The world’s demand for oil in the last decade has risen from about 86 to 95 in millions of barrels per day. In spite of all the talk about solar panels and EVs, we are using ever increasing amounts of oil. The new sources of energy are supplementing, not replacing the fossil fuels.
ExxonMobil assumes that long-term demand for oil through the year 2050 remains flat at about 100 million barrels per day. They do not explain this assumption, but it may be based on a belief that new sources of energy will actually start to replace the fossil fuels.
Oil supplies plummet starting around the year 2026 (that’s just a year and a half from now).
It is important to recognize that this report was published by ExxonMobil ― the world’s largest publicly traded oil company. It was not published by some fringe doomsayer or privileged tree-hugger. Moreover, even within the oil and gas industry, ExxonMobil has a reputation for conservatism.
Executive Summary
The report starts with the following statement.

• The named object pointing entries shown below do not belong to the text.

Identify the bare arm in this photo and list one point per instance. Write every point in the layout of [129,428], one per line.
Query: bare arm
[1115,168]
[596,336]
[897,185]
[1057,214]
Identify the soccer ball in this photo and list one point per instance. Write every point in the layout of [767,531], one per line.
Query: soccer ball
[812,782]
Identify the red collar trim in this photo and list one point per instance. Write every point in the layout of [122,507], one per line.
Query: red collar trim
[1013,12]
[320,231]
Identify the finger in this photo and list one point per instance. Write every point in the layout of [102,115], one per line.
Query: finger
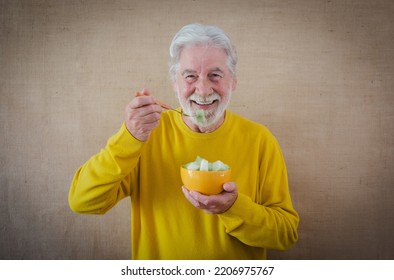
[230,187]
[190,198]
[144,91]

The number of people in the world is expected to increase from 8 billion today to nearly 10 billion in 2050. With 2 billion more people on the planet, the world will need new ways to:
Produce more reliable, affordable energy
Drive global economic growth to raise living standards, particularly in the developing world
Further reduce greenhouse gas emissions
There’s a lot to unpack (and challenge) in those three bullet points, and we may do so in future posts. But let’s start by taking another look at the report’s projections.
Investment Requirements
Starting at the the year 2026, the chart shows three scenarios.
No Investment
Investment in existing fields
New resources and projects needed
1. No Investment
The first scenario ― ‘No Investment’ ― is both unlikely and unrealistic. About this scenario the report says,
The world would experience severe energy shortages and disruption to daily lives.
Oil prices could rise by 400% ― by comparison, prices rose 200% during the oil shocks of the 1970s.

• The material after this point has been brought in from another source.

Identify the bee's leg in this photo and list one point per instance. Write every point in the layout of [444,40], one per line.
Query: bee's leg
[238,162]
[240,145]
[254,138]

Within 10 years, unemployment rates would likely reach 30%. That’s higher than during the Great Depression of the 1930s.
Any policy that would ‘keep it in the ground’ is not just.

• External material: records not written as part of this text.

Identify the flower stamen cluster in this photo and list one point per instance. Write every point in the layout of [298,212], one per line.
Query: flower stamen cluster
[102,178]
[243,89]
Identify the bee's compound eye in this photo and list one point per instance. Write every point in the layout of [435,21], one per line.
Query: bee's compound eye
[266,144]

I suggest that the above statements are misleading; were the supply of oil to drop to 30 million barrels per day just a few years from now, society as we know it would grind to a halt. For starters, virtually all of our commercial transport (trucks, trains, airplanes and ships) uses fossil fuels,
Yet this is the policy advocated by some Episcopalians (see Episcopal Fossil Fuel Resolution). ‘Be careful what you ask for ― you just might get it’.
2. Investment in Existing Fields
The second scenario ― ‘Investment in existing fields’ ― is what is happening now. Companies and governments throughout the world continue to invest in fossil fuel projects (hence the ever increasing concentration of greenhouse gases in the atmosphere).
But, even if these organizations invest as much as they can, the XOM chart projects that oil production plummets from 100 to 30 million barrels per day just a generation from now. Given that oil is utterly foundational to our modern way of living, that forecast is, to say the least, both startling and scary.
3. New Resources and Projects
In the report, we find the following statement,
Reducing emissions in “hard to decarbonize” sectors such as aviation, cement, steel, and others with unique energy needs will require the world to rely on the expansion of biofuels, carbon capture and storage and hydrogen, among other technologies.
The ‘big three’ industries that continue to rely on fossil fuels ― and that are crucial for everything we do ― are cement, urea (nitrate fertilizer) and steel. To say that these industries are ‘hard to decarbonize’ within just a few years is disingenuous.
The three newish technologies mentioned ― biofuels, carbon capture and hydrogen ― face fundamental thermodynamic limitations. They cannot fill the gap shown in the chart in the short amount of time available.
The Faith Community
One of the themes of this site is that the faith community needs to develop a theology that is appropriate for our times. Such a theology starts with facing up to physical, biological and project management realities. (Hence, the first and second theological points: ‘Understand Physical Realities’ and ‘Accept and Adapt’.)
If ExxonMobil ― the exemplar of energy conservatism ― can publish such a dramatic report, then surely the faith community needs to understand these energy realities.